Subtlety & Passion

Subtlety & Passion

Available on CD

In the beginning, there was Chicago Transit Authority, with its ground-breaking blend of Pop and Jazz … featuring the songs and the singing of Robert Lamm. This ‘Avant Garde’ music found incredible international success with more than a few albums.

Here is a new collection of Robert Lamm songs, which will remind you of the eclectic approach of those early Chicago albums, but with a very modern flavor!

Lamm says: “I’ve been attempting with this new album “Subtlety&Passion” and my previous album, “In My Head” to create rich harmonic structure, with great live players, and loops, beats, samples. . . . . BUT WITH MELODIES AND CHORD CHANGES (imagine that!) I wanted to avoid ‘one chord’ songs, we get too much of that from otherwise really great young singers, rappers, and bands.”

Amen, Robert. Kudos for hitting this one out of the park and into the parking lot! S&P is truly worthy to be called a masterpiece.

Review

Review by William Ruhlmann, Rovi

When prominent members of successful bands make solo albums, they tend to take one of two approaches: either they try to avoid sounding like the parent groups, or they don’t. Robert Lamm, keyboardist and singer with Chicago, for the most part went the former route with his first three solo albums, and there was much validity to that, if only because the band’s most identifiable style — its horn sound — was played by others. Lamm did bring his familiar strengths to his solo albums, particularly his direct, personal way with lyrics and his eclectic musical taste. But usually you wouldn’t mistake a track from one of those albums for a Chicago recording.

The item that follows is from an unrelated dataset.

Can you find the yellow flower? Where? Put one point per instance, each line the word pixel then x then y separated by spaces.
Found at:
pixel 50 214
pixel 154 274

His fourth album, Subtlety & Passion, is a different story. Most of the tracks on it would fit easily onto a Chicago album, especially one of the band’s LPs from the mid-’70s. One reason for this may be that some of the material originally was earmarked for a new Chicago album that did not see release. (Most of the bandmembers play on this disc.) But also, Lamm is deliberately looking back over his career, and he is using the Chicago style, complete with horns, to do so. “Another Sunday” could be a continuation of the Chicago hit “Saturday in the Park,” “You Never Know the Story” laments the 1978 death of Chicago guitarist Terry Kath, and “Intensity” actually features Kath’s guitar playing. As usual, Lamm trenchantly comments on the world around him in songs like “It’s Always Something” and “Gimme Gimme” (the latter criticizing the entertainment industry’s mania for giving itself awards), as he has before. And, in what should delight Chicago fans, he turns in songs that sound like the band in its early prime, notably leadoff track “I Could Tell You Secrets” and “The Mystery of Moonlight,” either of which could have been a major hit if released in the ’70s. But that is not to say that the album sounds dated. Rather, Lamm, who has sometimes used his solo albums to keep up with contemporary pop sounds, this time has made an album in his classic style. “Subtlety and passion have fallen out of fashion,” he sings, but they remain his artistic goals, goals reached on the album of that name.